Suddenly, a rogue’s gallery of financial villains looms on the horizon. Oil price declines started to get a bit crazy. That spooked credit markets (paywall)—especially junk bonds, and especially energy-related junk bonds.

Meanwhile, more uncertainty seemed to emerge in China, which lowered the trading band on the yuan (again). Interpreted as a signal that the PBOC would allow the Chinese currency to weaken further, the move raised additional questions about the health of the world’s second largest economy.

A similar move back in August sent global markets reeling, and prompted the Fed to hold off on an expected rate hike then.

Needless to say, things are looking a little volatile again:

That puts the Fed between a rock and a hard place. Policymakers have to raise rates next week, lest they lose credibility. (“Indeed, 82% of economists surveyed said they thought the Fed’s credibility would be damaged if it didn’t raise rates next week, up from 65% who said so last month,” the Journal wrote).

On the other hand, the Fed wants to avoid the fate of the central banks in Sweden and New Zealand, which were forced to backtrack after trying to raise their own rates. A failed attempt to “liftoff”—to use the preferred market term of art for the Fed’s effort to take its first step away from near-zero rates—would also hurt the Fed’s credibility.

For now it seems that investors are still thinking the Fed raises its target for the Fed funds week at its meeting on Dec. 16.

But the market seems a lot less sure that any rate hikes will follow quickly.

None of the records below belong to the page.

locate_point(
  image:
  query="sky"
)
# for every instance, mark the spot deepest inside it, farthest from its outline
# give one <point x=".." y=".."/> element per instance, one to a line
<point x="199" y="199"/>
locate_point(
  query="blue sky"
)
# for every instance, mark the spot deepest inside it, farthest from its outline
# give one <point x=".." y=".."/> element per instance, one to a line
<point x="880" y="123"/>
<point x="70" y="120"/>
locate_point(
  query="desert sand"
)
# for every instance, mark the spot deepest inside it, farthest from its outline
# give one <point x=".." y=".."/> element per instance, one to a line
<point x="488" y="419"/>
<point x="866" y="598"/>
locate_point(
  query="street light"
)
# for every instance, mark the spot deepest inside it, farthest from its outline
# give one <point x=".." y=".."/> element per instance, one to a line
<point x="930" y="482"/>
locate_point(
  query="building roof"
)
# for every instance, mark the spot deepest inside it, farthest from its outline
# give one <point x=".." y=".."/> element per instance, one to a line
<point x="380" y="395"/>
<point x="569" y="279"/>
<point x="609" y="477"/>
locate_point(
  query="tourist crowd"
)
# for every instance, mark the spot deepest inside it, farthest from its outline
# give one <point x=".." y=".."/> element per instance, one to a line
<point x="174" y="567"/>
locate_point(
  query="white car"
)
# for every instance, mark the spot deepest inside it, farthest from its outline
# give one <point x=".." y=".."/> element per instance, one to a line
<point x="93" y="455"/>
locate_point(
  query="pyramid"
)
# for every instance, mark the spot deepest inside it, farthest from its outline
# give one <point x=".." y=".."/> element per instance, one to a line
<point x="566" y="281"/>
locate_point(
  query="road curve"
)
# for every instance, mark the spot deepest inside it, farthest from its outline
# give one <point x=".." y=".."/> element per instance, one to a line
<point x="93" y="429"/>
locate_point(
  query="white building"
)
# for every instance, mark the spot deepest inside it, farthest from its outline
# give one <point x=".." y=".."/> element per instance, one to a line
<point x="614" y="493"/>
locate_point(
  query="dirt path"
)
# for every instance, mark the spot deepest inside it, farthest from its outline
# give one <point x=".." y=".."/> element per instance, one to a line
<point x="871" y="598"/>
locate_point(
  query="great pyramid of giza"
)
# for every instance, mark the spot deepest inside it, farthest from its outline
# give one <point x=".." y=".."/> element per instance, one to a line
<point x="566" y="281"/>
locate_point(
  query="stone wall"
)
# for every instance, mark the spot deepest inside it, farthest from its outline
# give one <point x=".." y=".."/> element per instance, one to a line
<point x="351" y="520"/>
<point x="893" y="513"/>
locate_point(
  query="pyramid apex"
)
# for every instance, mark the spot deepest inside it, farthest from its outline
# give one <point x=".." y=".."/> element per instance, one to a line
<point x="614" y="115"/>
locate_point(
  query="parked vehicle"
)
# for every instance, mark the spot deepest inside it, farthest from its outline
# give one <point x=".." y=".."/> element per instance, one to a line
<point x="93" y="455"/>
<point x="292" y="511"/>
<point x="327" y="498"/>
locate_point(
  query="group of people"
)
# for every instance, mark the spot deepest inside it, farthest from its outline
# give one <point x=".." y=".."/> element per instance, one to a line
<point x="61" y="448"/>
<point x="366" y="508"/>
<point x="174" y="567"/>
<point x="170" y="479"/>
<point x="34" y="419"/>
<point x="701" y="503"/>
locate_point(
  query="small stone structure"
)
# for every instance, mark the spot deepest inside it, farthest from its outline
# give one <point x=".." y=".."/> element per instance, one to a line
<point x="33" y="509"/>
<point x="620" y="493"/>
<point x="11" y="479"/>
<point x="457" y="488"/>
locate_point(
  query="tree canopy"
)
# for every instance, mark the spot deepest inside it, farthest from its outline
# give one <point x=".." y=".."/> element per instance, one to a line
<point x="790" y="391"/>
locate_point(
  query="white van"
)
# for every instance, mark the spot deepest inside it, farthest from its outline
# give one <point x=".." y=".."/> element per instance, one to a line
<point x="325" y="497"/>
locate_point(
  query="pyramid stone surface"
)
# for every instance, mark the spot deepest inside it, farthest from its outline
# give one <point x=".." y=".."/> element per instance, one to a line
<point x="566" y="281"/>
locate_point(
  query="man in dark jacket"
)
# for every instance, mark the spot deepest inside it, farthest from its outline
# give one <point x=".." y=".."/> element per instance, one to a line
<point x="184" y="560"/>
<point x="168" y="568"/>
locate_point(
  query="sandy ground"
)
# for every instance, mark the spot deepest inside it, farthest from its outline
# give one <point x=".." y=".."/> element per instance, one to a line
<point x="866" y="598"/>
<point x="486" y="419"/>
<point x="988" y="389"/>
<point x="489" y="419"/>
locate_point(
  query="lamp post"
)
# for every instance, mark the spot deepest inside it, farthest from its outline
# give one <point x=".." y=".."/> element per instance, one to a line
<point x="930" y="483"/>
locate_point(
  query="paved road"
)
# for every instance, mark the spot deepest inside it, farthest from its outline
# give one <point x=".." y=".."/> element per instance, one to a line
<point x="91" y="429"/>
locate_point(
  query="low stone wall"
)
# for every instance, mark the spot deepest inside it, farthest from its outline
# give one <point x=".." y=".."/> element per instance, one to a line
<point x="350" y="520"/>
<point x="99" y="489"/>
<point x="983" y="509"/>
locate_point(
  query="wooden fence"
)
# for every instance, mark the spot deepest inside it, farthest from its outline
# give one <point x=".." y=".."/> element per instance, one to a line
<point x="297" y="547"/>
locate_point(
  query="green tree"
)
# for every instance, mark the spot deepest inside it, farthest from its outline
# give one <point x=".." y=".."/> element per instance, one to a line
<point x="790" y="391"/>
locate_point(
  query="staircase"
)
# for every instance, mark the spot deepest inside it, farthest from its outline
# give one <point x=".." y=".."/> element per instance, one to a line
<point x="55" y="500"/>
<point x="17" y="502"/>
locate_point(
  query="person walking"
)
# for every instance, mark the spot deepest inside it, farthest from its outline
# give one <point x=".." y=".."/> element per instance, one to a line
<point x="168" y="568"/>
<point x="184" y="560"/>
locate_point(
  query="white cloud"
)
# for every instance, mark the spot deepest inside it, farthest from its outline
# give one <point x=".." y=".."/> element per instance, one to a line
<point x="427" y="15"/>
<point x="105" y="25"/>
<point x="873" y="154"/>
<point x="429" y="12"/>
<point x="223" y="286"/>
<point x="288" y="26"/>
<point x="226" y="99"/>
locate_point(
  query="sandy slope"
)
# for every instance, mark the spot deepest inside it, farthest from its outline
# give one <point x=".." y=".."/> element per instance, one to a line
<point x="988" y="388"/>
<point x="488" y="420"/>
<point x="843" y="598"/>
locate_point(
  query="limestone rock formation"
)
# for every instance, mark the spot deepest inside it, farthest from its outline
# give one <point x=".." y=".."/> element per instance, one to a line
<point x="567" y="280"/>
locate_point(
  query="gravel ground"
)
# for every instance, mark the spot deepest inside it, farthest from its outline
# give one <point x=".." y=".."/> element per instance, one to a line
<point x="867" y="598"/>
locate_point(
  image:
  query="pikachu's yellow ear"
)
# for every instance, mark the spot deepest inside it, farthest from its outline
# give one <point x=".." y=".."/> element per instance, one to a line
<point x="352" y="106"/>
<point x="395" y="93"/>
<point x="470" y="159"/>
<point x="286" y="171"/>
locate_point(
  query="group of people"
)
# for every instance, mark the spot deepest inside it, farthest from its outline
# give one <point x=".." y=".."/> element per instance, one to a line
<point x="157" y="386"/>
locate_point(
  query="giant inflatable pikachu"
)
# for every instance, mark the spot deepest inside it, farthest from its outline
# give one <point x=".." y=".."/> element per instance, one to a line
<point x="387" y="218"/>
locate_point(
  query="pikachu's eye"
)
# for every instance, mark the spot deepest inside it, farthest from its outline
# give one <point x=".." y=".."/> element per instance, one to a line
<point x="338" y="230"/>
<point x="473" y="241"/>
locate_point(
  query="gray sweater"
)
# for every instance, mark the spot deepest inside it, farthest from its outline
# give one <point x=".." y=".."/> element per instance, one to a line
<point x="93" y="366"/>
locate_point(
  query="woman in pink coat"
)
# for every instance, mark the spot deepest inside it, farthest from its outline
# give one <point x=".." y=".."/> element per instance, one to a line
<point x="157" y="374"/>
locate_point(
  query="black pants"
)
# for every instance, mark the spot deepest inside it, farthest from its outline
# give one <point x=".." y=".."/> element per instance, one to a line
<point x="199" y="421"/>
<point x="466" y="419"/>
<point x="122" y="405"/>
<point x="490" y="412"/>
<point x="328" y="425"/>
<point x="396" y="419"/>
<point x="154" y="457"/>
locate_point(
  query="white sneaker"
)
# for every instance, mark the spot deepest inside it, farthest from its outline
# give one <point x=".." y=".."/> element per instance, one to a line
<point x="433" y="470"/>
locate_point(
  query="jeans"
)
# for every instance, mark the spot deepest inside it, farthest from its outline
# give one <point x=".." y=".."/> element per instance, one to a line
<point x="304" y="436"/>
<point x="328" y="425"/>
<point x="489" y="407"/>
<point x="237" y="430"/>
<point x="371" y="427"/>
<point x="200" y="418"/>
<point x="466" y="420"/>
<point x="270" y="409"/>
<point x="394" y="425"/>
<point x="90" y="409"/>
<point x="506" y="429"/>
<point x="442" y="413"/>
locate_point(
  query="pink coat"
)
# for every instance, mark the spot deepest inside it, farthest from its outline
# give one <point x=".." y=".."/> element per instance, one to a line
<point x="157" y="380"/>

On Friday, the probability of a 0.25 percentage point rise in the Fed Funds rate at its meeting in March—which would bring it to 0.75%—fell to 35%, from the previous day’s 43%. Likewise, the probability of a hike to 0.75% in April fell to 37%, from 35%, according to data on the Fed Funds futures market compiled by the CME.

In other words, the even before the Fed’s hotly anticipated first rate hike happens, the markets are already starting to worry about the central bank’s next next move.